A Imprensa não larga do seu pé por conta do maior crime de pedofilia da era moderna? Seu nome aparece mais de um milhão de vezes nos arquivos? Suas tentativas de mudar o foco da Imprensa e dos Congressistas de oposição não estão surtindo efeito? Ataque um país. A Venezuela nem deu pro cheiro? Escolha outro: que tal o Irã. Motivo: tirar a Imprensa do meu pé. Mortos? E daí, contanto que não seja eu. Essa é a lógica para o ataque ao Irã e o assassinato a sangue frio de suas lideranças. Basta olhar o noticiário americano e perceber que Epstein nem existe mais.
O Manual já foi Escrito
A estratégia tem nome técnico na ciência política: wag the dog — abanar o cachorro pelo rabo. A cauda — o escândalo doméstico, a investigação criminal, o nome nos arquivos — passa a controlar o cão, que é o Estado e toda a sua máquina bélica. O roteiro é simples e eficaz:
Pegue um país. Qualquer país que já tenha história de antagonismo com os Estados Unidos. Que já seja vilão no imaginário coletivo. Que a população esteja condicionada a odiar sem precisar de muita explicação. Ataque. Com espetáculo. Com míssil. Com morte de liderança. Com imagem de explosão ao vivo. E espere. A imprensa, que é voraz por natureza, vai seguir o sangue novo. Vai esquecer o sangue velho.
Crime e castigo
Os arquivos Epstein estavam voltando. Com força. Com nomes. Com detalhes que não davam para ignorar. Mais de um milhão de referências. Congressistas fazendo perguntas incômodas. Jornalistas que não estavam largando o osso. Ataque o Irã. E bye-bye Epstein!

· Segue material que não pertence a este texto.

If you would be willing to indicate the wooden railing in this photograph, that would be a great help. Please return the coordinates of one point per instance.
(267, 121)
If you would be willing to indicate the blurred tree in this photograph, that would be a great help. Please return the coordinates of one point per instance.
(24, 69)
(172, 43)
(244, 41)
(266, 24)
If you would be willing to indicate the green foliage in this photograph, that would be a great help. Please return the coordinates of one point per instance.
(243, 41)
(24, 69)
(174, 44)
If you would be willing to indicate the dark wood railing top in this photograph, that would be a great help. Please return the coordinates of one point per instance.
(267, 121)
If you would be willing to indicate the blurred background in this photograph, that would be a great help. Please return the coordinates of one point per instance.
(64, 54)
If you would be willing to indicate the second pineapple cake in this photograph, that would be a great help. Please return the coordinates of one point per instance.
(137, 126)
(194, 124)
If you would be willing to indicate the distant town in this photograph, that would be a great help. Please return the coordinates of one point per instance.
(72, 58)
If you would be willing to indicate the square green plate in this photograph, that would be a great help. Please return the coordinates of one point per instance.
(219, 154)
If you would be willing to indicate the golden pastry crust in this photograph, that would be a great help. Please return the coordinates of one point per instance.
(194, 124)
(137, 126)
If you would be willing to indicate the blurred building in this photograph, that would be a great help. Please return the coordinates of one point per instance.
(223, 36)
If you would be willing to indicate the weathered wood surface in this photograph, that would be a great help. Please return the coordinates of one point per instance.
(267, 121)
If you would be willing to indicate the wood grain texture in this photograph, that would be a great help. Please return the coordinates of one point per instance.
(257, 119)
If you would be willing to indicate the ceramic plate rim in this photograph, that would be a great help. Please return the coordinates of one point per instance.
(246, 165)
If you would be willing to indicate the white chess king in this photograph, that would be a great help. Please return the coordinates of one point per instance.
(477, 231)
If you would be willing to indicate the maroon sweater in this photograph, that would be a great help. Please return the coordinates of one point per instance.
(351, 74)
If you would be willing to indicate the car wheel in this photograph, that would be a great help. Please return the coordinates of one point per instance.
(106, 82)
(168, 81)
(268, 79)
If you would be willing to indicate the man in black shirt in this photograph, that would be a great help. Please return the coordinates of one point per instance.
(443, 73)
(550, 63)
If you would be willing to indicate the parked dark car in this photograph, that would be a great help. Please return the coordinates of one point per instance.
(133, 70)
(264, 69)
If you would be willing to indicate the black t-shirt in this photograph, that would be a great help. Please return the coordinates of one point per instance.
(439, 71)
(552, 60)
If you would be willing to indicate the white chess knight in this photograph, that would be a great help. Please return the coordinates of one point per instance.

Trump sabe bem como funciona. Não precisa de censura escancarada é só dar outra pauta para a Imprensa. Os apresentadores que passavam horas nos arquivos passaram a falar de mísseis. Os analistas que conectavam pontos ligando Trump e Epstein, foram trocados por outros que explicam a importância estratégica do Golfo Pérsico. O ciclo de notícias virou. Novas vítimas estão no foco.
Mortos e vítimas
Os mortos da guerra têm corpo. Têm família. Têm funeral. São iranianos, são soldados, são civis que dormiam quando o míssil chegou. Morreram porque alguém precisava de uma distração.
Os mortos da impunidade não têm funeral. São as vítimas de Epstein que continuam sem justiça. São os nomes nos arquivos que respiram aliviados a cada dia que a imprensa não fala no assunto. É o crime original — o abuso sistemático de crianças por uma rede que envolvia o mais alto escalão da política, das finanças e do entretenimento mundial — que se afasta mais um pouco da punição a cada nova notícia sobre o Oriente Médio.
Impunidade orquestrada
Toda guerra de distração tem um ingrediente essencial: o esquecimento. Sem ele, não funciona. Se as pessoas não esquecem, a estratégia desmorona. Por isso, lembrar é, nesse caso, um ato político.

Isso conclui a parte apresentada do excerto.